Maggiore attenzione alla tutela internazionale da parte dei consorzi, storytelling e presentazione del prodotto rinnovata, rinnovo degli impianti di produzione: la costanza, la dedizione e la capacità delle cantine del territorio emiliano hanno ripagato, portando quello che per diverso tempo è stato considerato un prodotto eccessivamente ‘popolare’ tra le bottiglie più conosciute in Italia e all’estero. La storia del Lambrusco, al contrario del suo recente successo commerciale, è infatti molto antica. A raccontarne l’evoluzione è l’enoteca WinePoint, che ha dedicato al noto vitigno diversi articoli di approfondimento sul suo blog. Conosciuta fin dall’epoca romana (il nome deriva proprio dalle parole ‘labrum’ e ‘ruscum’), il Lambrusco era noto per essere un vitigno selvatico che, come suggerisce l’etimologia della parola, cresceva spontaneamente ai margini dei campi.
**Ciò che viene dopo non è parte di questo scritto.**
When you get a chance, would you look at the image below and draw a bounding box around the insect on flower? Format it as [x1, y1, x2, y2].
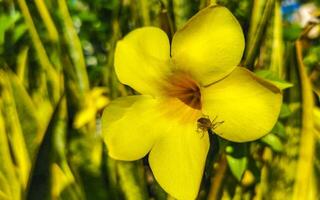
[102, 5, 282, 199]
[197, 115, 224, 133]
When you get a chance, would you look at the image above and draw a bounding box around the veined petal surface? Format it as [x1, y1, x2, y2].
[149, 119, 209, 199]
[202, 67, 282, 142]
[114, 27, 170, 95]
[102, 95, 158, 161]
[171, 5, 244, 85]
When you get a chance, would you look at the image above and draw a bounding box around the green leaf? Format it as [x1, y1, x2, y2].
[261, 133, 283, 152]
[226, 143, 248, 181]
[283, 24, 303, 41]
[270, 122, 287, 138]
[255, 70, 293, 90]
[279, 103, 292, 119]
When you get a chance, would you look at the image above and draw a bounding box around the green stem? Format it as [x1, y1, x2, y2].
[293, 40, 315, 200]
[243, 0, 275, 68]
[34, 0, 59, 42]
[58, 0, 89, 92]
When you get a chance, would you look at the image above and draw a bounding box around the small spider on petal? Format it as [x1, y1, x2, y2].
[102, 5, 282, 199]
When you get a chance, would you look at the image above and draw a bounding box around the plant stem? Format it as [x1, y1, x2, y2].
[293, 40, 315, 200]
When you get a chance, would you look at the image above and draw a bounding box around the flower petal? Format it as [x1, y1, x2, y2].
[171, 5, 244, 85]
[114, 27, 170, 95]
[102, 95, 157, 160]
[149, 122, 209, 199]
[202, 67, 282, 142]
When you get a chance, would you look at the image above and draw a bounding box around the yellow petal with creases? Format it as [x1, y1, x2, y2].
[171, 5, 244, 85]
[202, 67, 282, 142]
[114, 27, 170, 95]
[149, 119, 209, 199]
[102, 95, 158, 161]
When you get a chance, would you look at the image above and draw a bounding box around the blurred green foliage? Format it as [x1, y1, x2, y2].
[0, 0, 320, 200]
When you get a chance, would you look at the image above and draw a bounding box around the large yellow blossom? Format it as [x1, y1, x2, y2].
[102, 6, 282, 199]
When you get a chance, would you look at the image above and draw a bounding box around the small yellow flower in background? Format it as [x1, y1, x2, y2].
[102, 6, 282, 199]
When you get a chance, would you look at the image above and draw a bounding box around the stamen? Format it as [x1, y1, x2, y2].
[164, 72, 201, 110]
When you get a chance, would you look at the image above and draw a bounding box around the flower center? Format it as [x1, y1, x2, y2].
[165, 72, 201, 110]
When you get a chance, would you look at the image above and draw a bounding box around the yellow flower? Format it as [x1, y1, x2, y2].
[102, 6, 282, 199]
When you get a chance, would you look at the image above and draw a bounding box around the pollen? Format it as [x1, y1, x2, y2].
[164, 72, 201, 110]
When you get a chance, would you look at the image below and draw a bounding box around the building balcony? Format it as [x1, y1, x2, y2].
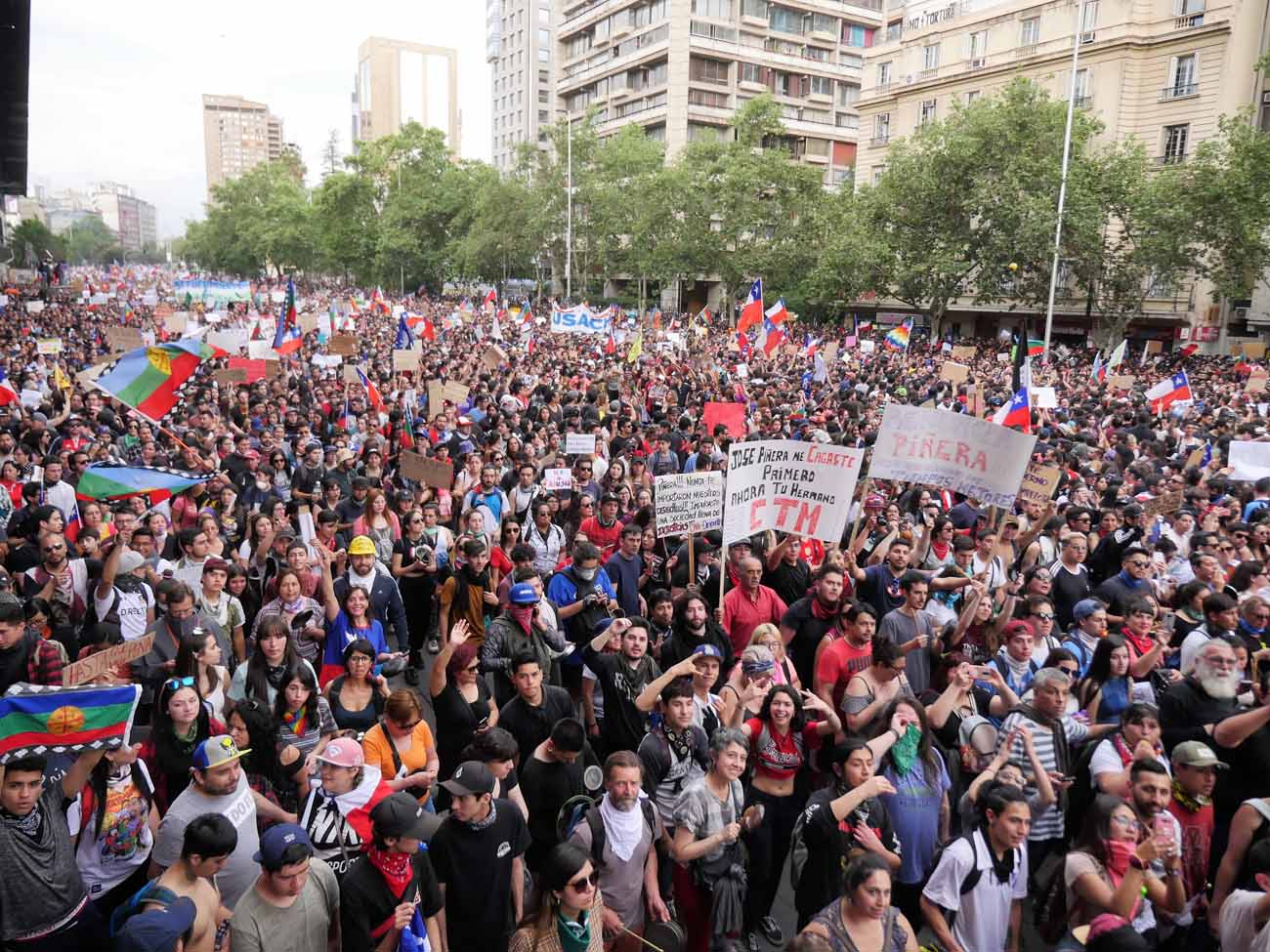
[1160, 83, 1199, 103]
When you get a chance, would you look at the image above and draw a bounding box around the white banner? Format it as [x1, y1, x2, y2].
[1228, 439, 1270, 482]
[653, 473, 723, 538]
[723, 439, 865, 545]
[551, 308, 609, 334]
[868, 403, 1037, 507]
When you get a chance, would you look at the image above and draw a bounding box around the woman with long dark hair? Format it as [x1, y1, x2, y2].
[75, 748, 159, 921]
[508, 843, 605, 952]
[141, 676, 225, 813]
[741, 684, 842, 944]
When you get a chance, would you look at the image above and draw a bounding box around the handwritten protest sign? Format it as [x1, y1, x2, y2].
[702, 400, 746, 439]
[564, 433, 596, 456]
[542, 466, 572, 489]
[1019, 461, 1063, 505]
[726, 439, 864, 543]
[1227, 439, 1270, 482]
[63, 635, 155, 688]
[401, 449, 454, 489]
[868, 403, 1037, 507]
[653, 473, 723, 538]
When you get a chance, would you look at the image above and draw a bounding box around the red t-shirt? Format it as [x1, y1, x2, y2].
[745, 718, 821, 781]
[816, 639, 872, 710]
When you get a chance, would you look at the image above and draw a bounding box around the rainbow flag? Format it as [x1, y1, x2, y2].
[75, 464, 210, 505]
[883, 317, 913, 351]
[0, 684, 141, 762]
[93, 338, 226, 423]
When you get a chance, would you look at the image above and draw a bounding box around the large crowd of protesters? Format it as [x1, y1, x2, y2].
[0, 268, 1270, 952]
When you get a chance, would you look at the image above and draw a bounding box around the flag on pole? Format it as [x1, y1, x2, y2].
[1146, 371, 1191, 414]
[355, 367, 384, 410]
[883, 317, 913, 351]
[274, 279, 305, 354]
[992, 388, 1032, 433]
[737, 278, 763, 331]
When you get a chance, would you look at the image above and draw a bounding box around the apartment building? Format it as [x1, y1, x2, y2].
[486, 0, 555, 172]
[555, 0, 883, 191]
[203, 96, 284, 198]
[353, 37, 461, 156]
[856, 0, 1270, 340]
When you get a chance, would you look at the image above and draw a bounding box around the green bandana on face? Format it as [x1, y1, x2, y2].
[890, 724, 922, 777]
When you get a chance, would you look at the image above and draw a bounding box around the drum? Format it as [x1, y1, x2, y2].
[644, 919, 687, 952]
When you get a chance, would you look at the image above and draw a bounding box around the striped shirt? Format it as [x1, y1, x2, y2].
[1000, 711, 1089, 841]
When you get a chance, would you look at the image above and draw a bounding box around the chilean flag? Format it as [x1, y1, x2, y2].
[992, 388, 1032, 433]
[737, 278, 763, 331]
[763, 297, 790, 324]
[763, 317, 787, 356]
[356, 367, 384, 410]
[1146, 371, 1191, 414]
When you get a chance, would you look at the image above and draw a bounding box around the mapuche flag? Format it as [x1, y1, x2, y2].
[0, 684, 141, 762]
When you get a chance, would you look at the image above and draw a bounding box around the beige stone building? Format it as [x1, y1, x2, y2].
[856, 0, 1270, 343]
[353, 37, 461, 156]
[554, 0, 883, 186]
[203, 96, 284, 198]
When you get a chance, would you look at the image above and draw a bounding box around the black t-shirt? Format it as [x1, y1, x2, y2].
[498, 684, 578, 763]
[782, 596, 837, 685]
[339, 848, 441, 952]
[794, 786, 899, 917]
[521, 757, 587, 872]
[763, 559, 812, 611]
[426, 802, 530, 951]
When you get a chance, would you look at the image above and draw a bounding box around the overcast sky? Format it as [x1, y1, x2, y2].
[28, 0, 490, 237]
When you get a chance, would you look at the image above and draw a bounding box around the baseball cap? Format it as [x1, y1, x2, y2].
[1173, 740, 1229, 770]
[507, 581, 541, 605]
[371, 791, 441, 839]
[119, 549, 147, 575]
[114, 896, 198, 952]
[251, 822, 314, 872]
[1072, 598, 1105, 622]
[318, 737, 365, 766]
[441, 761, 494, 797]
[193, 733, 251, 770]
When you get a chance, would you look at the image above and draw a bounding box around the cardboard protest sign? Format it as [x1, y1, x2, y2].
[701, 400, 749, 439]
[726, 439, 865, 545]
[63, 635, 155, 688]
[106, 326, 147, 351]
[868, 403, 1037, 507]
[402, 449, 454, 489]
[542, 466, 572, 489]
[564, 433, 596, 456]
[653, 473, 723, 538]
[393, 351, 423, 373]
[1019, 461, 1063, 507]
[1227, 439, 1270, 482]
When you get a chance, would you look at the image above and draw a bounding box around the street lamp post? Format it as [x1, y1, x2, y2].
[1041, 0, 1084, 363]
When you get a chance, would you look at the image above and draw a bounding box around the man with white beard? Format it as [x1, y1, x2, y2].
[1160, 636, 1270, 855]
[569, 750, 670, 952]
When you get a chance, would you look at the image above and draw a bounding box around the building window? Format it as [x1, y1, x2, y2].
[1163, 123, 1190, 165]
[873, 113, 890, 145]
[693, 0, 732, 21]
[1164, 54, 1199, 99]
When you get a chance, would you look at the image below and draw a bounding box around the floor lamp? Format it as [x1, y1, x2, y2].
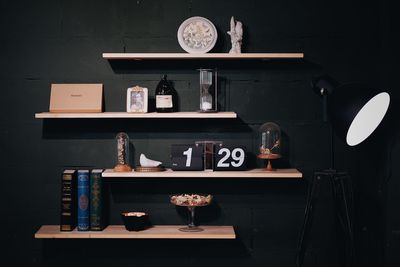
[295, 76, 390, 267]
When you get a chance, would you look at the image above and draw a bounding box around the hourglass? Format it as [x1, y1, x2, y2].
[199, 69, 217, 112]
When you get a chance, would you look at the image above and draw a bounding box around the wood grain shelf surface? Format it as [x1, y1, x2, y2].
[102, 169, 303, 179]
[35, 111, 237, 119]
[103, 53, 304, 60]
[35, 225, 236, 239]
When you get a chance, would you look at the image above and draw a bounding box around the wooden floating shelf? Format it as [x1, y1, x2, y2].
[102, 169, 303, 179]
[35, 225, 236, 239]
[103, 53, 304, 60]
[35, 111, 237, 119]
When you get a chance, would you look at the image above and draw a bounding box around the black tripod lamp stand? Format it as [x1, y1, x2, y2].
[296, 76, 390, 267]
Nonostante le tecniche di produzione sicuramente molto differenti da quelle attuali, già nell’antichità l’uva di questo vitigno era utilizzata per la produzione di un particolare vino frizzante. La sua lunga storia è ricca di leggende radicate nel folklore del territorio: risale al medioevo, per esempio, l’episodio dell’assedio di Sorbara, vinto dalla Contessa Matilde di Canossa grazie al suo vino che inebriò i soldati assedianti di Arrigo V.

Fino alla fine del XX secolo, questo vino fermentato in bottiglia ha goduto di un’ampia diffusione, ma anche di una fama sicuramente non all’altezza della sua qualità e specificità. A portare il Lambrusco tra i vini più apprezzati in Italia è stato il lavoro di diverse cantine locali a partire dal 2000. Il miglioramento della qualità di produzione, unito alla giusto rebranding di un’etichetta tradizionale, si sono dunque tradotti nel successo oggi celebrato. Winepoint cita nella sua pagina dedicata al Lambrusco la cantina Otello Ceci, tra le più famose, che ha giocato un ruolo importante nella popolarizzazione di questo vino, e nella sua presentazione a pubblico e critica come prodotto di qualità. Altre bottiglie rinomate sono sicuramente il Lambrusco di Sorbara e di Modena DOP, e il Marcello proposto dalla cantina Ariola.

Come bere oggi il Lambrusco?

La riscoperta di questo famoso rosso frizzante ha portato alla diffusione di abbinamenti particolari e dal gusto speciale. Non ultimo quello con la pizza: secondo la critica è il Lambrusco, con la sua freschezza, il vino migliore per accompagnare il piatto simbolo dello Stivale. Trattandosi di una bevanda dalla forte identità geografica, è poi la scelta più adatta per accompagnare i piatti della cucina emiliana, a base di carne di maiale: dagli affettati come la Mortadella, fino ai classici tortellini. La sua anima rilassata e conviviale ne fa inoltre l’opzione perfetta per un pasto casalingo tra amici.

La storia commerciale del Lambrusco è un ottimo esempio per capire come un vino possa emergere e conquistare i palati del mondo, pur mantenendo autentico il suo carattere: semplicità e qualità sono le due facce di un prodotto che oggi rappresenta il lato più frizzante dell’offerta enologica del Paese. Una storia di successo tutta Made in Italy.